There is a list of propositions discussed so far in this site.
Main Body
1: Description
For any group, \(G_1\), any subgroup, \(G_2 \subseteq G_1\), and any element, \(p' \in G_1\), the left or right coset, \(p' G_2 = p G_2\) or \(G_2 p' = G_2 p\), if and only if \(p' \in p G_2\) or \(p' \in G_2 p\), respectively.
2: Proof
Let us suppose that \(p' \in p G_2\). \(p' = p q'\) for a \(q' \in G_2\). For any \(q \in G_2\), \(p' q = p q' q \in p G_2\), so, \(p' G_2 \subseteq p G_2\). As \(p = p' q'^{-1}\), \(p \in p' G_2\), so, likewise, \(p G_2 \subseteq p' G_2\). So, \(p G_2 = p' G_2\).

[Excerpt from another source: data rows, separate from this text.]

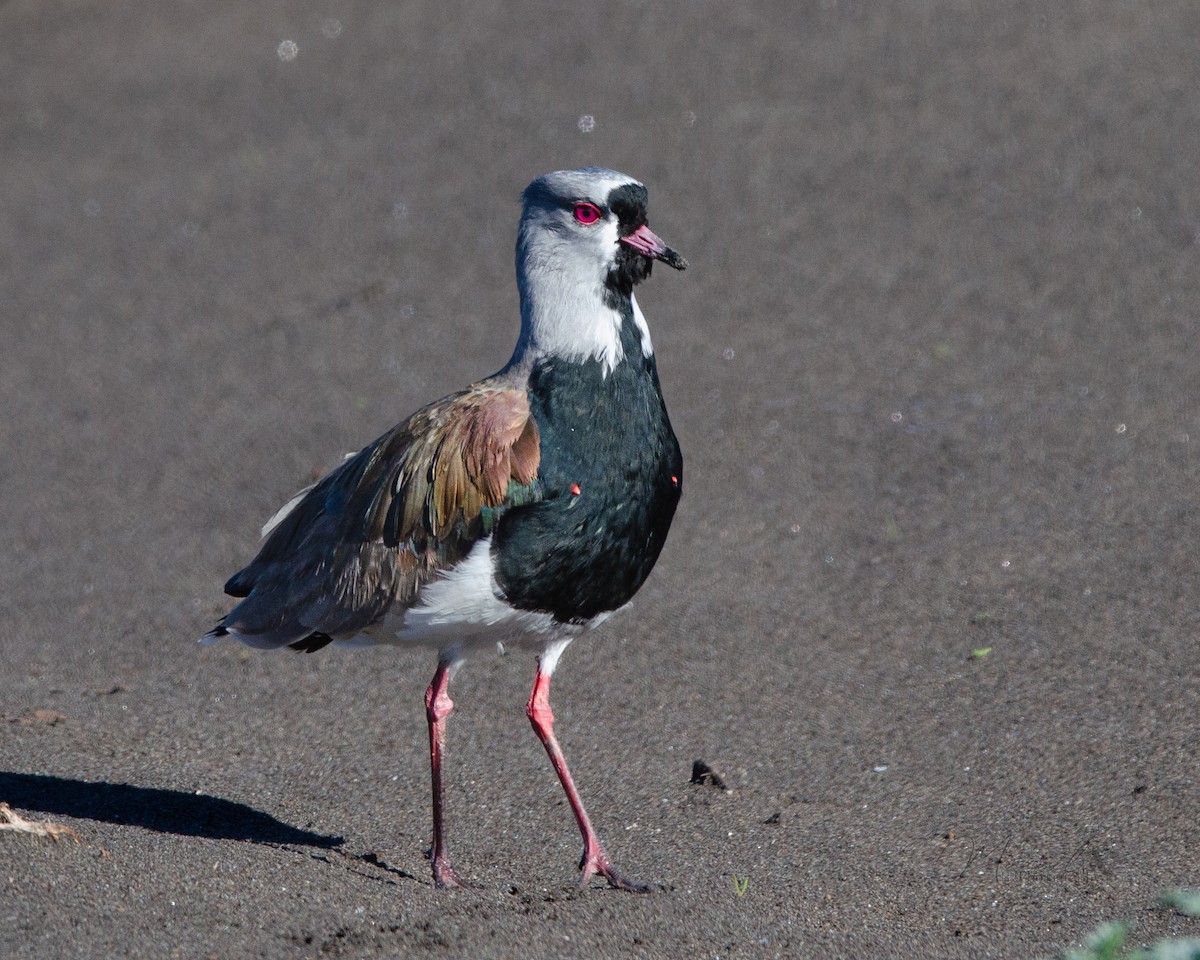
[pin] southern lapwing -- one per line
(520, 511)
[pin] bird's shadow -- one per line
(154, 809)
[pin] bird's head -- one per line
(582, 245)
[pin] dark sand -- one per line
(934, 369)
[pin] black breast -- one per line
(611, 475)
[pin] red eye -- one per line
(587, 213)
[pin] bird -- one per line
(521, 511)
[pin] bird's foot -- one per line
(597, 862)
(444, 875)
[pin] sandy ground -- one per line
(934, 369)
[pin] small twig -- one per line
(10, 820)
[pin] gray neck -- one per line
(565, 310)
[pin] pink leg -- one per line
(437, 708)
(595, 859)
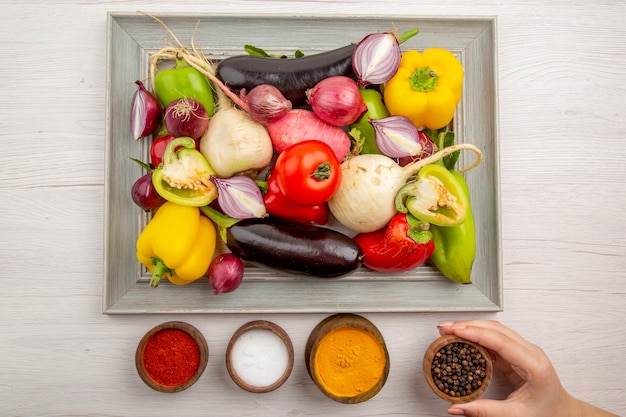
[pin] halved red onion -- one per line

Let us suppose that \(p' \in G_2 p\). \(p' = q' p\) for a \(q' \in G_2\). For any \(q \in G_2\), \(q p' = q q' p \in G_2 p\), so, \(G_2 p' \subseteq G_2 p\). As \(p = q'^{-1} p'\), \(p \in G_2 p'\), so, likewise, \(G_2 p \subseteq G_2 p'\). So, \(G_2 p = G_2 p'\).
Let us suppose that \(p' G_2 = p G_2\). \(p' \in p G_2\), because \(e \in G_2\).
Let us suppose that \(G_2 p' = G_2 p\). \(p' \in G_2 p\), because \(e \in G_2\).